Ojeroso y cansado desayunó y cogió la guía telefónica para buscar el hotel. No lo encontró. 

― Quizás en una hemeroteca tenga suerte… 

En el mostrador de la biblioteca, un hombre entrado en años leía tranquilo un libro en espera de algún usuario.

― Perdone, dónde podría buscar información sobre un antiguo hotel de la ciudad. En la guía telefónica no aparece.

― ¿Qué hotel busca?
― Hotel “Berlanga”.
― Había un hotel con ese nombre en la calle “Espejo” pero lo reformaron hace bastantes años y ahora se llama Hotel “Buñuel”. Lo conozco porque vivo cerca.

― Gracias. Me ha ahorrado mucho tiempo.
― De nada hombre. Vaya usted con Dios.

Partió hacia el hotel impaciente con una mueca de risa por el último comentario del bibliotecario.

La fachada, descuidada, lucía desconchones y churretes de óxido y polvo.

― Buenos días. Quisiera una habitación.

El recepcionista se volvió hacia el panel de llaves un instante.

― Está de suerte. Todas disponibles para usted. ¿Cuál quiere? Dijo sonriente.
― Temporada baja ¿verdad? Deme la 202.

El semblante del recepcionista se ensombreció y quedó en silencio durante unos segundos.

― ¿No prefiere otra?
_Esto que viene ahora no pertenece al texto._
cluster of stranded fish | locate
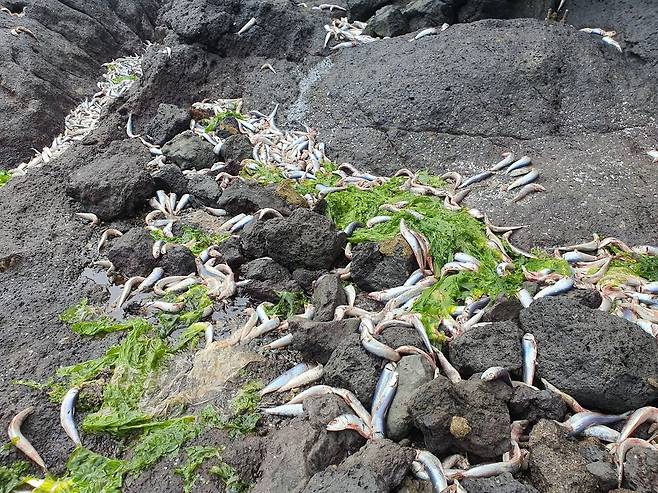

La 202 está en el ático. No tenemos ascensor y en esta planta es más probable que le molesten por el trasiego de gente. Le recomiendo la primera planta.

Juan pensó que estaba de broma. Viendo el panorama no parecía que nadie fuera a aparecer por ese antro.

― Deme la 202. No me importa subir escaleras. Quiero tranquilidad.
― Un momento por favor. 

El recepcionista se dirigió al despacho del gerente y éste apareció acto seguido. De aspecto desaliñado, a juego con el hotel, se dirigió al mostrador. 

― Buenos días. Mi empleado me dice que quiere usted la habitación 202. Disculpe, pero no está acondicionada para una estancia y ...
― ¡No me hagan perder más el tiempo! Le endosó en tono cortante.
― Creo que con esto zanjamos el asunto. 

Dejó caer un billete de mil pesetas sobre el mostrador.

― Por supuesto. Aquí tiene la llave. Disfrute su estancia.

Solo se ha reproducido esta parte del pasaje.